Chambre d'agriculture de la Mayenne : Regards sur les prairies Mayennaises

Hélène GERMON

Au printemps 2008, la Chambre d'agriculture a engagé un travail d'enquête auprès d'éleveurs du département afin de faire un état des lieux des pratiques de fertilisation et d'entretien de leurs prairies. L'objectif se voulait aussi prospectif quant aux attentes des éleveurs et aux actions futures à mener.

L'échantillon a été élaboré sur la base du ratio Surface en Herbe/Surface Fourragère Principale en lien également avec la spécialisation des élevages.

L'association ray-grass Anglais - trèfle blanc reste dominante dans les prairies installées

L'association RGA-TB est présente à près de 93% dans les systèmes laitiers enquêtés. L'évolution vers des prairies multiespèces plus robustes se retrouve principalement dans les systèmes allaitants ou mixtes. 1/3 des élevages allaitants enquêtés valorisent des prairies à flore variée.

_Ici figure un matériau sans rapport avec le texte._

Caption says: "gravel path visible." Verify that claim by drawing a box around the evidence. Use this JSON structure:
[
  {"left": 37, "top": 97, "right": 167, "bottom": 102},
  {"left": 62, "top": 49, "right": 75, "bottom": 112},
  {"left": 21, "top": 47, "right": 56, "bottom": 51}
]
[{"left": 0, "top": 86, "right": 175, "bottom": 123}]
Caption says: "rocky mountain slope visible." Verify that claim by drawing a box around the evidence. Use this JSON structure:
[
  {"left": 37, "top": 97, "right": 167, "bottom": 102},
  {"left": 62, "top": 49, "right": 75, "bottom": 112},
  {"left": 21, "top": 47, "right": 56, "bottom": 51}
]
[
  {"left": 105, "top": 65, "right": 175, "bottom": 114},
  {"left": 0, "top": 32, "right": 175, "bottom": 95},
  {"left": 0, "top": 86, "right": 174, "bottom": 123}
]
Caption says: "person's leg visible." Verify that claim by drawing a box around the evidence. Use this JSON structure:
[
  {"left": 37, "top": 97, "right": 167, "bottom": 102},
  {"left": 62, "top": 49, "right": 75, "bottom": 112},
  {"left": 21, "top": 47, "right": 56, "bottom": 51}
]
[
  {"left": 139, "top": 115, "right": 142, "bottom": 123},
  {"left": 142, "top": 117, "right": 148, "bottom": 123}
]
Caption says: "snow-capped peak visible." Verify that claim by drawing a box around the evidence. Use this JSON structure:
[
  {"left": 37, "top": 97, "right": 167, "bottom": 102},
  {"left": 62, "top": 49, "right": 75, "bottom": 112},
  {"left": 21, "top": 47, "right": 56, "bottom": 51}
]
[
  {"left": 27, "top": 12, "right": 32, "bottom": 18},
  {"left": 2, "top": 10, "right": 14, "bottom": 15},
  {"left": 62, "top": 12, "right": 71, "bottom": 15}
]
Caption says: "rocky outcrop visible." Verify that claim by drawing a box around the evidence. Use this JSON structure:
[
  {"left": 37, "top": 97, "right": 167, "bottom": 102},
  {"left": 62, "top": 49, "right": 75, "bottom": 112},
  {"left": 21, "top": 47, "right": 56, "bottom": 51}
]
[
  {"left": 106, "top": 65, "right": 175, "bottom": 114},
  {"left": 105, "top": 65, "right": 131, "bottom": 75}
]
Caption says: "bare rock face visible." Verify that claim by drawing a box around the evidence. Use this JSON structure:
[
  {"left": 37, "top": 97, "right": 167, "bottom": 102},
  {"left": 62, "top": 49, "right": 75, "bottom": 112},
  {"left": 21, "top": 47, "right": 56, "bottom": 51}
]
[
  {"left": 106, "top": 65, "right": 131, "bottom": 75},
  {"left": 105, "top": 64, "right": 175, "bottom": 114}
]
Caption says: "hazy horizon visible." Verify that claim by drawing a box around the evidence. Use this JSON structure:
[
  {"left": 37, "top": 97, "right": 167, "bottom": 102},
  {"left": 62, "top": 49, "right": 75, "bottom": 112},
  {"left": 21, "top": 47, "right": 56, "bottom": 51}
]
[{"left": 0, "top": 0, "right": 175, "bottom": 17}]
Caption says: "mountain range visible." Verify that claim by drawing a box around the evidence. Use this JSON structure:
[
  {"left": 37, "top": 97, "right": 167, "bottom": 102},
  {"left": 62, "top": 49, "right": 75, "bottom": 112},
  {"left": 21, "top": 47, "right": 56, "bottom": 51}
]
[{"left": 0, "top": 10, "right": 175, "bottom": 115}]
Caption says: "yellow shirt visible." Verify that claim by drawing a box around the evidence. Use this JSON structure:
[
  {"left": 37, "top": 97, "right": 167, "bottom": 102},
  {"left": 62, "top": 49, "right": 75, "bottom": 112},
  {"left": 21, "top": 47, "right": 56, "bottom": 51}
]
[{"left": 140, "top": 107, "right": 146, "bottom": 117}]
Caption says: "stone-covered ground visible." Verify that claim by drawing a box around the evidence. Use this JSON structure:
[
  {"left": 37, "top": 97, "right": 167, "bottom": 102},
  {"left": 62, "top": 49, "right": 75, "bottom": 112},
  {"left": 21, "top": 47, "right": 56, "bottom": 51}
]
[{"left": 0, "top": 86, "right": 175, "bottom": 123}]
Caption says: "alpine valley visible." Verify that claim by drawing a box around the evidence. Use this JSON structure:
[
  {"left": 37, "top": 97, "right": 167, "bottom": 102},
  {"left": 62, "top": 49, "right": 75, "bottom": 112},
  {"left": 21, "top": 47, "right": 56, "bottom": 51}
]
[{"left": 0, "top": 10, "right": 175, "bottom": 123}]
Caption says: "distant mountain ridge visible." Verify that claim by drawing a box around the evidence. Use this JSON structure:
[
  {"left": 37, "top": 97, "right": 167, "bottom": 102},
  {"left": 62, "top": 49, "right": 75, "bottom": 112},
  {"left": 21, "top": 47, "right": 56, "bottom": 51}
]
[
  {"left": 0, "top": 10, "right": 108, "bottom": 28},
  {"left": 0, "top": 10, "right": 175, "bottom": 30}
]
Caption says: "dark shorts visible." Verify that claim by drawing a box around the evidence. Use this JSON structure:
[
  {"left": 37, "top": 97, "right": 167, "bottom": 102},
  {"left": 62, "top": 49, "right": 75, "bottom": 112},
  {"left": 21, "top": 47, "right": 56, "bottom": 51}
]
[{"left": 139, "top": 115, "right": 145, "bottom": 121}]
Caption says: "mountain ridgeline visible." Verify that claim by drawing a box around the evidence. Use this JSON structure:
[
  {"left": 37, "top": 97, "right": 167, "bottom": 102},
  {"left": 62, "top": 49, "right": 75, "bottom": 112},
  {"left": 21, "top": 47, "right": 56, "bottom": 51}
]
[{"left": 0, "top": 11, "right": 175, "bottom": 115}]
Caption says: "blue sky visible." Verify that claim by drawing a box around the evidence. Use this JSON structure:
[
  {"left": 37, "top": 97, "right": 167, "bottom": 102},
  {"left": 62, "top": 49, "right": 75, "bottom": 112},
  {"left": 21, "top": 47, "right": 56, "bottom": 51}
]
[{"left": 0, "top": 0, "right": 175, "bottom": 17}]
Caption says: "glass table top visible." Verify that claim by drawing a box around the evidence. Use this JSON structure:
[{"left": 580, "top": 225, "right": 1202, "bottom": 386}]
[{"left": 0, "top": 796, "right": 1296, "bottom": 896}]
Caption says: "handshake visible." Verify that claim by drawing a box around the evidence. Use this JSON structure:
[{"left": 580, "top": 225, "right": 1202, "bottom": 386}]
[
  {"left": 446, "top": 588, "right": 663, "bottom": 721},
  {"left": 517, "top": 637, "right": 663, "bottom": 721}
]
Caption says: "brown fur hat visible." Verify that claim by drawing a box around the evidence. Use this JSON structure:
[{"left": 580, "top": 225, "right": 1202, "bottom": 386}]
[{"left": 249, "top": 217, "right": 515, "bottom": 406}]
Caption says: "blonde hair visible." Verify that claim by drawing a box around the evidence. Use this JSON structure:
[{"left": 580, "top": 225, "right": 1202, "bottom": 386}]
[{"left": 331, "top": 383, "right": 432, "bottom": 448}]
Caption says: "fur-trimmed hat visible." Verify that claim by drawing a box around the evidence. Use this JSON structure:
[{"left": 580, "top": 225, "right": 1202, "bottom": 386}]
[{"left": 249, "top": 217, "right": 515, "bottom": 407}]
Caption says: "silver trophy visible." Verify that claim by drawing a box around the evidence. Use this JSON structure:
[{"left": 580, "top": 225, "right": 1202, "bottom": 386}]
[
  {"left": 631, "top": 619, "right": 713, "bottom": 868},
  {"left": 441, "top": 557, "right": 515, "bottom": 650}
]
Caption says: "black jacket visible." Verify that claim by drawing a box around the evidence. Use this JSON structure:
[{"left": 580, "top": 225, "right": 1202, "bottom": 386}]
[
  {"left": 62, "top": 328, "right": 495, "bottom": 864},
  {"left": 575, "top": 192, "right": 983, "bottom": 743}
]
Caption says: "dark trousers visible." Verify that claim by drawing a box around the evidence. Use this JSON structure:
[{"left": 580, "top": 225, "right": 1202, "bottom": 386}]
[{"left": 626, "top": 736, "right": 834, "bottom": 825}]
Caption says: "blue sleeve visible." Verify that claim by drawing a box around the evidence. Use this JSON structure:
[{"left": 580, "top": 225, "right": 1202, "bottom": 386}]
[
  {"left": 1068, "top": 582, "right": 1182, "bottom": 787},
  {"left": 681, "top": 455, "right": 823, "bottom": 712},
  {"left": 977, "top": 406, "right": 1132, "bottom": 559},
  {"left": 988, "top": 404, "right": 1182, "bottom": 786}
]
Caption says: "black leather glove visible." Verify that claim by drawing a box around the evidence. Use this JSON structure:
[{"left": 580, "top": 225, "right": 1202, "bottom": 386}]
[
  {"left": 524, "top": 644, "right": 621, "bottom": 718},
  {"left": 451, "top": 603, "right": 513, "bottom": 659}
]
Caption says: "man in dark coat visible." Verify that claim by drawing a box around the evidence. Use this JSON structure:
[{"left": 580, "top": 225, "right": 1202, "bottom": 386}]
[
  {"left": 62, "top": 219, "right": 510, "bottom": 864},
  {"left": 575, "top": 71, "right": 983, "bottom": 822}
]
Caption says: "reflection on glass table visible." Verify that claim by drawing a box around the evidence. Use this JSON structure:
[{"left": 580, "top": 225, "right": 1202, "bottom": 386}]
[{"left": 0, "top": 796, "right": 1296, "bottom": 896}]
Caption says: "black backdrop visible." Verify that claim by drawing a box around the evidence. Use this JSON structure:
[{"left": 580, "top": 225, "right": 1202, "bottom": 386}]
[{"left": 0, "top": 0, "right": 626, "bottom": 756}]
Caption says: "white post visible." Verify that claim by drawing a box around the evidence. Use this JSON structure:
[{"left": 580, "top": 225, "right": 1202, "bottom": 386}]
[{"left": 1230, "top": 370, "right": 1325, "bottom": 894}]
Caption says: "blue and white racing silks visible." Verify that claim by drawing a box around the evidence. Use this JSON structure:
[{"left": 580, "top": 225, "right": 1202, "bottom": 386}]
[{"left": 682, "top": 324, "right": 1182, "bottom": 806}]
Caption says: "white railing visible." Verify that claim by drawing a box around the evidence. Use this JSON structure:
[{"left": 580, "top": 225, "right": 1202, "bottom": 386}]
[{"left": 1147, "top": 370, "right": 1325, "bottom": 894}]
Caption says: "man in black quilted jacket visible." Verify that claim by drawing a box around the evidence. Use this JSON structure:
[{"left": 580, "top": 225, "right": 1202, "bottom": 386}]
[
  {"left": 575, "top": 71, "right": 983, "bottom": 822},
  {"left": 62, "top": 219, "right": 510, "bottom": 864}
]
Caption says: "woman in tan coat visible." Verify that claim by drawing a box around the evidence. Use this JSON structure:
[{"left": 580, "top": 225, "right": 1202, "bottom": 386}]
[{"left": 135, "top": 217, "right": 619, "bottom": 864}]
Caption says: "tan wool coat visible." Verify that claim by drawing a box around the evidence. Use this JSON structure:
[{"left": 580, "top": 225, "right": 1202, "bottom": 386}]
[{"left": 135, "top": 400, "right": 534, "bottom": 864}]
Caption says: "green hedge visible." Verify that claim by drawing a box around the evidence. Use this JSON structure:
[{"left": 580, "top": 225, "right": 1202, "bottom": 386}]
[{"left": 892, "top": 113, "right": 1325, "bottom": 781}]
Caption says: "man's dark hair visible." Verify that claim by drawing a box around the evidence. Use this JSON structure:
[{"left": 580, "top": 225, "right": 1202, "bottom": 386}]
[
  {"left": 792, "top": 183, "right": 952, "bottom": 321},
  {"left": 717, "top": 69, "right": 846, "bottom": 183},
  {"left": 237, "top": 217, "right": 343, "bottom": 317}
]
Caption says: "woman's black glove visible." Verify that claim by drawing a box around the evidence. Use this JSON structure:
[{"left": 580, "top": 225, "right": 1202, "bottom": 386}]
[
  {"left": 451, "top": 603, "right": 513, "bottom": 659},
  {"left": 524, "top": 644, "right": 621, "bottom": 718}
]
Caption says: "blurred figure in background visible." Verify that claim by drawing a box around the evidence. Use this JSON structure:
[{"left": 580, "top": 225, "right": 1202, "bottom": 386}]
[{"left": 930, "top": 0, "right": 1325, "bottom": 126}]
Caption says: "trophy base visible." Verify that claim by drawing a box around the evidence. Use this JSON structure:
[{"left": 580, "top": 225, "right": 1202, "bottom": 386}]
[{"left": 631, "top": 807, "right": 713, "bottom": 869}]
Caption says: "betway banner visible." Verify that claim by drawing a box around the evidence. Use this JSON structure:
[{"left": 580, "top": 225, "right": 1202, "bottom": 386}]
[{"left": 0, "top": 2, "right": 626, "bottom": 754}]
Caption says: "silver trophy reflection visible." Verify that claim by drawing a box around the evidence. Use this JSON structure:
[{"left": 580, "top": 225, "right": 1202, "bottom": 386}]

Du côté de la fertilisation

Les pratiques de fertilisation azotée restent modérées et en adéquation avec le potentiel de production des prairies. 64% des éleveurs questionnés apportent en moyenne 65 unités d'azote/ha/an (équivalent à deux apports d'ammonitrate de 100 kg/ha). Des disparités existent entre les systèmes et selon la surface en herbe par animal. 90% des éleveurs allaitants apportent au maximum 50 unités d'azote/ha/an sur leurs prairies. Ces pratiques de fertilisation sont à rapprocher du niveau de valorisation de l'herbe au pâturage. Sur ce point,à même niveau de fertilisation azotée, des écarts importants existent entre les élevages en particulier laitiers. Les pratiques de fumure de fond ont évolué. 90% des éleveurs tout système confondu n'apportent ni phosphore ni potasse. Cette pratique est à relier aux apports de matières organiques qui progressent notamment dans les systèmes laitiers puisque plus de 60% des éleveurs apportent des fumiers ou lisiers sur les prairies. 26% des surfaces en prairie reçoivent 16% de l'azote maîtrisable.

Chardons et rumex…

Ces deux espèces sont les causes principales du salissement des prairies mayennaises. La lutte contre ces espèces est d'abord mécanique (broyage). 22% des exploitants enquêtés utilisent des herbicides. Ces problèmes de salissement et la baisse de productivité sont les principales causes de retournement des prairies temporaires.